Now, using the result obtained in $\textbf{1}$ and our hypothesis, we set up the inequality in $\textbf{2}$. I'm at a loss for how the leftmost inequality is obtained -- I know that by hypothesis $\mid \alpha - p/q \mid < \mid \alpha\mid$ and we add $\mid 2\alpha \mid$ to both sides to obtain the rightmost inequality.
Then in the final inequality, it's unclear to me how we know that $\frac{1}{3\mid \alpha \mid q} < \frac{1}{\mid q\alpha + p \mid}$.

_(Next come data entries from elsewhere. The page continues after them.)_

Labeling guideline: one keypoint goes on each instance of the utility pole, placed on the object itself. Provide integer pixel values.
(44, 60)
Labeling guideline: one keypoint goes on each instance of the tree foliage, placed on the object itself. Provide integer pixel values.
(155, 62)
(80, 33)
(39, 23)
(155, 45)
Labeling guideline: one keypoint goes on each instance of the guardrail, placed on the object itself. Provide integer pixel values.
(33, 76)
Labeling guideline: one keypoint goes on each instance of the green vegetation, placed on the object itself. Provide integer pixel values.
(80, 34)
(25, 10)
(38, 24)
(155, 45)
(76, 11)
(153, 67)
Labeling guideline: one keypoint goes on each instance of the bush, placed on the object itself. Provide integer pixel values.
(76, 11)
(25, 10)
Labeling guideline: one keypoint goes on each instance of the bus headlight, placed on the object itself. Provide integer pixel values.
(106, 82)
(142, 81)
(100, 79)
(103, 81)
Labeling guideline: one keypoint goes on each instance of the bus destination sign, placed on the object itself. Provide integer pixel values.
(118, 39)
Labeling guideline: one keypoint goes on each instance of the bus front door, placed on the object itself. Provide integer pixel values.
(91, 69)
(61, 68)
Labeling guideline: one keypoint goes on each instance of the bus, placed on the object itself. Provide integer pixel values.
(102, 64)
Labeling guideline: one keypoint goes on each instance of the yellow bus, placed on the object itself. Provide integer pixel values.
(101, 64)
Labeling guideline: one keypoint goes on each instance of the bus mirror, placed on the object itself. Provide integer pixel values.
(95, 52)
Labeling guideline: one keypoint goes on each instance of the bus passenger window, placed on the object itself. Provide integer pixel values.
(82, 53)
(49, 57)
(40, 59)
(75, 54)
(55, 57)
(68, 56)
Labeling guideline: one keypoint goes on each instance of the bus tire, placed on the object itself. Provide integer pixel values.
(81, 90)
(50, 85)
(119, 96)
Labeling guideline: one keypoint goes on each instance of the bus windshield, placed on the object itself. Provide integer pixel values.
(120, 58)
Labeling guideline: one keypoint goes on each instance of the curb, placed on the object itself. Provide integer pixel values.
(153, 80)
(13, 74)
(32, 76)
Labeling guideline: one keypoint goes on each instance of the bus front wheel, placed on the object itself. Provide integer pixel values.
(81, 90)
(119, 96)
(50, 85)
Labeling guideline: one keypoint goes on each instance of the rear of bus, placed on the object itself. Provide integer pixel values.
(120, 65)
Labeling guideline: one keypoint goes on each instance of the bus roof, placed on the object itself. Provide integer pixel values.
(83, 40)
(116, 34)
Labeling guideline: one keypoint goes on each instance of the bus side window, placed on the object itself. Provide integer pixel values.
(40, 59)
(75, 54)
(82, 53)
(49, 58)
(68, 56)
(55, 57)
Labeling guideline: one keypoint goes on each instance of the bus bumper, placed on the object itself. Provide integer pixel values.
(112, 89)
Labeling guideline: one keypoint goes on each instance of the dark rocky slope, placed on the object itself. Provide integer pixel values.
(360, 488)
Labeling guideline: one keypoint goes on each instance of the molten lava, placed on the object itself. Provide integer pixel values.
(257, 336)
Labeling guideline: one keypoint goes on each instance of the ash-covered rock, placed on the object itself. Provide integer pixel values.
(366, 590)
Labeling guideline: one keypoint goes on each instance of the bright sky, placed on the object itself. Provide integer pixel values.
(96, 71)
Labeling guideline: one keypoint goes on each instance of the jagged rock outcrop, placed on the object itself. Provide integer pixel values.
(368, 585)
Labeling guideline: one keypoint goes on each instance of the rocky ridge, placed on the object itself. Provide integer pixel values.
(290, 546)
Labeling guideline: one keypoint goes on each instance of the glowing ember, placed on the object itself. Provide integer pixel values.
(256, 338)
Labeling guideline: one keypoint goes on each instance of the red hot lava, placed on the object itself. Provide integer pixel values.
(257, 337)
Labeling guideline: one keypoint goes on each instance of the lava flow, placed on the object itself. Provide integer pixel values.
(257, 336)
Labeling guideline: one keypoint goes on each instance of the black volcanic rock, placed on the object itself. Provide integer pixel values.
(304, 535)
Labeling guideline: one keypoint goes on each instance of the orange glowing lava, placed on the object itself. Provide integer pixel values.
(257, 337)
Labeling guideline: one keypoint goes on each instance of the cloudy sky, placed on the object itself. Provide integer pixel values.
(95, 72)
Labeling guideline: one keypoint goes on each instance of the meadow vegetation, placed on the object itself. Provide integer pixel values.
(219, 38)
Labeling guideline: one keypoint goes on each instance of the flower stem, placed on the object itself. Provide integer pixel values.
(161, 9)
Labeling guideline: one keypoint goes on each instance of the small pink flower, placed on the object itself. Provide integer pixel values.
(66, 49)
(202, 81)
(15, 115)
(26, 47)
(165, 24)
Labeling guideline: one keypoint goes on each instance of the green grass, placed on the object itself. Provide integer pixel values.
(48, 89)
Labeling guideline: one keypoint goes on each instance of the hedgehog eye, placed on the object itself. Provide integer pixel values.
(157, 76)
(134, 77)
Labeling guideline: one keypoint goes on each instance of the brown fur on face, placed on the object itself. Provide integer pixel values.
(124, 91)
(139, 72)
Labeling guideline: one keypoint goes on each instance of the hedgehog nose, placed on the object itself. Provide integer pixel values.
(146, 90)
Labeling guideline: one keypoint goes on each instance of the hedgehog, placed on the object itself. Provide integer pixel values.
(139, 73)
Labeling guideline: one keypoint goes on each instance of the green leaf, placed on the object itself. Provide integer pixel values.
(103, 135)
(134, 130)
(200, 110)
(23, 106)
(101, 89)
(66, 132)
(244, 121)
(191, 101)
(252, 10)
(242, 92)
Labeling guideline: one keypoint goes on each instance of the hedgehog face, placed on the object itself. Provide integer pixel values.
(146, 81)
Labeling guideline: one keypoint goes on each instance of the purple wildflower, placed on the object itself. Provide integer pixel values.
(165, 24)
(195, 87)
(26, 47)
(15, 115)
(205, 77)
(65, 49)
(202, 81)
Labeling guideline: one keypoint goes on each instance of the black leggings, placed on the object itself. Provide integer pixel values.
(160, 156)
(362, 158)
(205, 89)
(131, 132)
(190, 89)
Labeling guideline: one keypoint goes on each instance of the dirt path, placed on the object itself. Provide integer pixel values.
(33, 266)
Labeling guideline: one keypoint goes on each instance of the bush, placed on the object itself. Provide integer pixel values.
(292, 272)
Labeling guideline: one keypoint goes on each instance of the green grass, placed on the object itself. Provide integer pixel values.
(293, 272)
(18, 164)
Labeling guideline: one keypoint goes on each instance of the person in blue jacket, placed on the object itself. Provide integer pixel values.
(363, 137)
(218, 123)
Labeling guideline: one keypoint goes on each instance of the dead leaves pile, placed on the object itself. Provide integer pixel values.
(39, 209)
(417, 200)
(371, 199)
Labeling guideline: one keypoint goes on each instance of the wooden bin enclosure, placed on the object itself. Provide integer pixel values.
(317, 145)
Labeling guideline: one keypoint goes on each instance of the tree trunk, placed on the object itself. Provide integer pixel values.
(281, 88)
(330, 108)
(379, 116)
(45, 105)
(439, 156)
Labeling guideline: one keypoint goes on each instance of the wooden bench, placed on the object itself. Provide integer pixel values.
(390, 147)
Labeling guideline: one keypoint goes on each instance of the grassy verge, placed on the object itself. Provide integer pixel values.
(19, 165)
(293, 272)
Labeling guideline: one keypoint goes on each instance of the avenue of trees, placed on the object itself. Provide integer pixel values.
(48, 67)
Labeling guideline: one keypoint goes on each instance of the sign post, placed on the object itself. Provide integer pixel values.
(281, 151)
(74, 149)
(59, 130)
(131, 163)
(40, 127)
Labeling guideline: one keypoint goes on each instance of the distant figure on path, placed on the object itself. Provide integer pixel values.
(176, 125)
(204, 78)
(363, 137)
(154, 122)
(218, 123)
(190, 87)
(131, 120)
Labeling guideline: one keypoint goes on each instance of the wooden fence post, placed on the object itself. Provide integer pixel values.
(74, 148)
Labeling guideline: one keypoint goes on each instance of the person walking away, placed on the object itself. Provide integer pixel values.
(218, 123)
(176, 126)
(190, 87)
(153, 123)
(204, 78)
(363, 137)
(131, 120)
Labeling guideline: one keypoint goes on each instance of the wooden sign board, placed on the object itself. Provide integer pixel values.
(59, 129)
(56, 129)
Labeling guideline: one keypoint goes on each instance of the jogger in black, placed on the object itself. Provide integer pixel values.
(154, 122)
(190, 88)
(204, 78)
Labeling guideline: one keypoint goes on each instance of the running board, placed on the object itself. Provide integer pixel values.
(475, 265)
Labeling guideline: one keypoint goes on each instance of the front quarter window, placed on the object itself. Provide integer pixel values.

I'm looking for an answer to these two points:
- An explanation for the steps I outlined above as being unclear, i.e. the choice of $c$ (why do we choose $0 < c < \text{min}(\mid\alpha\mid, \mid\frac{1}{3\mid\alpha\mid})$), the leftmost inequality in $\textbf{2}$, and the middle inequality in $\textbf{3}$.
- This proof was fairly unintuitive to me -- I didn't even consider rationalizing $q \alpha - p$ when I first was working on this problem. I imagine that's the kind of thing you start to get better at seeing with practice working problems like this. Still, is there possibly a simpler or more direct proof?
It's the triangle inequality
$|\alpha + \frac pq| = |2\alpha - \alpha +\frac pq| \le |2\alpha| + |-\alpha + \frac pq|=|2\alpha| + |\alpha -\frac qp| < |2\alpha| + |\alpha|=3|\alpha|$
The reason the $3$ was choosen was because: We need to get $|\alpha -\frac pq|$ bigger than something. But if $|\alpha-\frac pq|< |\alpha|$ we get can't get it directly because we only know $|\alpha-\frac pq|$ is smaller than something. Instead we have to work with $|\alpha + \frac pq|$ being bigger than something. But how can we convert $|\alpha + \frac pq|$ to something involving $|\alpha -\frac pq|$? Well the way they did it was $|\alpha + \frac pq| = |2\alpha - (\alpha - \frac pq)|$. But that tosses two extra $\alpha$s into the works.
Well, you have $|\alpha + \frac pq| < 3|\alpha|$
So $q|\alpha + \frac pq| < 3|\alpha|q$
$0< |q\alpha + p| < 3|\alpha|q$
$\frac 1{3|\alpha| q} < \frac 1{|q\alpha + p|}$.